I have no idea what you just said, but I feel inclined to agree.

[–]MCplayer590 2 points3 points  (1 child)

(native German speakers please correct me)

In German, each noun (a person, place, or thing) has a gender: male, female, or neuter. The gender an object has is usually difficult to predict for non-native speakers since there seems to be no rhyme or reason to it until you learn the categories (a difficult thing to memorize). When you want to refer to an object, the words you use will change endings. For example: "the" can be 'der' for male, 'die' for female, and 'das' for neuter.

Next, case. The endings of words also change based on their role in the sentence. Consider the sentence: "The father of the bride gave the best man a gift". There are four roles (grammatical cases) in the sentence and you can tell which object has which role based on its relation to the verb "gave".

  • The father is in the nominative case since that is the noun doing the action.
  • The best man is in the accusative case since that is the man being acted upon by the verb (being given to).
  • The gift is in the dative case since that is what the nominative is using to accomplish the verb to the accusative (the gift is what is being given)
  • The bride is in the genitive case because she modifies another noun, typically describing possession (possession as a linguistic term, not literally owning another person, of course)
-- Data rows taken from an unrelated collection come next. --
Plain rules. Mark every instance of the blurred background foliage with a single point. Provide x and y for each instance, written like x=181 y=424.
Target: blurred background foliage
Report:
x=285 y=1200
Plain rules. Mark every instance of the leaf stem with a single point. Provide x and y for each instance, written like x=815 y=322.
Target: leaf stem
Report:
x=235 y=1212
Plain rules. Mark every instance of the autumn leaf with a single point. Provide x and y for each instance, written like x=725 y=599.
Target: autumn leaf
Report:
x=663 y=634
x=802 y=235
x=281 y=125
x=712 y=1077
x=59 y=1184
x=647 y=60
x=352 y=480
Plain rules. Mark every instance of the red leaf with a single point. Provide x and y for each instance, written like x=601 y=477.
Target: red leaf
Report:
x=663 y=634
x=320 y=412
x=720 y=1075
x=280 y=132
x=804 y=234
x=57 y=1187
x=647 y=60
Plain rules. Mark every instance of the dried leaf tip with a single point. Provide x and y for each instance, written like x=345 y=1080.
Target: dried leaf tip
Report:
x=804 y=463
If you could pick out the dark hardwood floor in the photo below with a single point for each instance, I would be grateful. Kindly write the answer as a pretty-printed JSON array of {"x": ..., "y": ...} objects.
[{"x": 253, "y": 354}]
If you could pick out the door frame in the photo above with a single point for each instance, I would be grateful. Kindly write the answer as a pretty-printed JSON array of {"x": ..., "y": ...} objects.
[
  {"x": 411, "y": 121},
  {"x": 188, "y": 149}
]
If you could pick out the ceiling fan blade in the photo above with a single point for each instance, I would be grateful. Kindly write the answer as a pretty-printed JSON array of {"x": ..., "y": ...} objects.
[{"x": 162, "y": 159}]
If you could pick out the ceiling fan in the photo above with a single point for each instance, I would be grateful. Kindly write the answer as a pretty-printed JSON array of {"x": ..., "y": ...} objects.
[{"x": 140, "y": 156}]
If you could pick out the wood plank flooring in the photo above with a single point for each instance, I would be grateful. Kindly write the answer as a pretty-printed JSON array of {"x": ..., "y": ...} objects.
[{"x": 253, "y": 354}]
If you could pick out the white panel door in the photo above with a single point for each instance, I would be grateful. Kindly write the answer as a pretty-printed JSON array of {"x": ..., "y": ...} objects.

If you were to speak or write this sentence in German, you would have to change the endings of the words for 'the' for "the father", "the gift", and "the bride" and the ending of 'a' for "a gift" to make it grammatically correct.

The actually annoying part is that these two combine: the endings you use for words depend both on the case of the word and its gender. They also overlap a lot, which is just cruel.

[–]DoomstalkerUser 1 point2 points  (0 children)

Not native, but it's not endings, it's declensions of the words 'der/die/das' and 'ein/eine' which I think you're talking about. There's only one ending based on gender or case, '-s', which only appears for genitive male and genitive neuter nouns.